Au terme du second tour des élections municipales, je tiens à renouveler mes félicitations républicaines à l’ensemble des Maires et conseillers municipaux élus ou réélus (plus de 53% des Maires) dans notre département. Je leur adresse l’expression de ma plus profonde reconnaissance pour les responsabilités publiques qu’ils ont décidé d’assumer et pour leur dévouement au service du bien commun.
Il faut saluer l’engagement des près de 10 000 citoyens morbihannais qui ont fait acte de candidature, avec une seule des 249 communes de notre département qui n’a pas été en mesure d’organiser les élections faute de candidats.

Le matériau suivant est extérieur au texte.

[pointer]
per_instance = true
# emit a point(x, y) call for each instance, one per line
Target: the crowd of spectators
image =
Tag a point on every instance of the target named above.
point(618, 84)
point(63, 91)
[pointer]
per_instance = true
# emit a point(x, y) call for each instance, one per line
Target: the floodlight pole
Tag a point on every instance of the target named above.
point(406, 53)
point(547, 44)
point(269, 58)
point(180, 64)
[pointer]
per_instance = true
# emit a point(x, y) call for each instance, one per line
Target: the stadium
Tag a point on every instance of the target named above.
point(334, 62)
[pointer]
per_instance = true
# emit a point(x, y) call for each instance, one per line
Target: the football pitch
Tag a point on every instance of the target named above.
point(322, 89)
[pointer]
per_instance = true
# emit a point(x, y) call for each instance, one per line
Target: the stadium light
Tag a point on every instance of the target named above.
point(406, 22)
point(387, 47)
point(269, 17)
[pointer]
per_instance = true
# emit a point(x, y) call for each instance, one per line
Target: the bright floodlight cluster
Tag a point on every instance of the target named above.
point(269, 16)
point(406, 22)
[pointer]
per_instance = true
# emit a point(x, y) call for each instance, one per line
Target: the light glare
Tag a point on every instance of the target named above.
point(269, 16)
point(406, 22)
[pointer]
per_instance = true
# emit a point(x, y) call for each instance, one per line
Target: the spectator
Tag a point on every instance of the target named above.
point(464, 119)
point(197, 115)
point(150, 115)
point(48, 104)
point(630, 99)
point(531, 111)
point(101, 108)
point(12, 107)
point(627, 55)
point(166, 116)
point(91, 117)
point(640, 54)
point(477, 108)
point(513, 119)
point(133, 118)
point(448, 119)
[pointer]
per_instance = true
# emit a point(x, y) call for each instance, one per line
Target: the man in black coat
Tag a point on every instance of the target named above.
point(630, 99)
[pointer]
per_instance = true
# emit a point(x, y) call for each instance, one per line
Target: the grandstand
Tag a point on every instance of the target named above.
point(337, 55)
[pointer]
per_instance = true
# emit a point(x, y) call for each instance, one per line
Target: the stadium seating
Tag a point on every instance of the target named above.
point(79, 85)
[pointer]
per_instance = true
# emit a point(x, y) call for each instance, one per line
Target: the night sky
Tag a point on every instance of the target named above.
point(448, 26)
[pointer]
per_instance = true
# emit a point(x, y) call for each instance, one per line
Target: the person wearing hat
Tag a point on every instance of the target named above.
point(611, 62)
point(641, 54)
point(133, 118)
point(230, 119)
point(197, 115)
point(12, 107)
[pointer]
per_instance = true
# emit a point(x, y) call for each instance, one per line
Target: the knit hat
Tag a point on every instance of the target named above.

Il convient également de souligner la mobilisation des électrices et des électeurs au premier tour et encore davantage au second (dans les communes concernées), mais le niveau élevé de l’abstention ne peut être passé sous silence. Le constat de cet éloignement démocratique doit collectivement nous inviter à tout mettre en œuvre pour retisser les liens de confiance avec nos concitoyens.
À l’issue de ces élections – sous réserve des derniers conseils municipaux d’installation qui se dérouleront à la fin de cette semaine – et même si beaucoup reste encore à faire en matière de parité, nous pouvons nous réjouir de la progression du nombre de femmes Maires, qui atteindra désormais 30%.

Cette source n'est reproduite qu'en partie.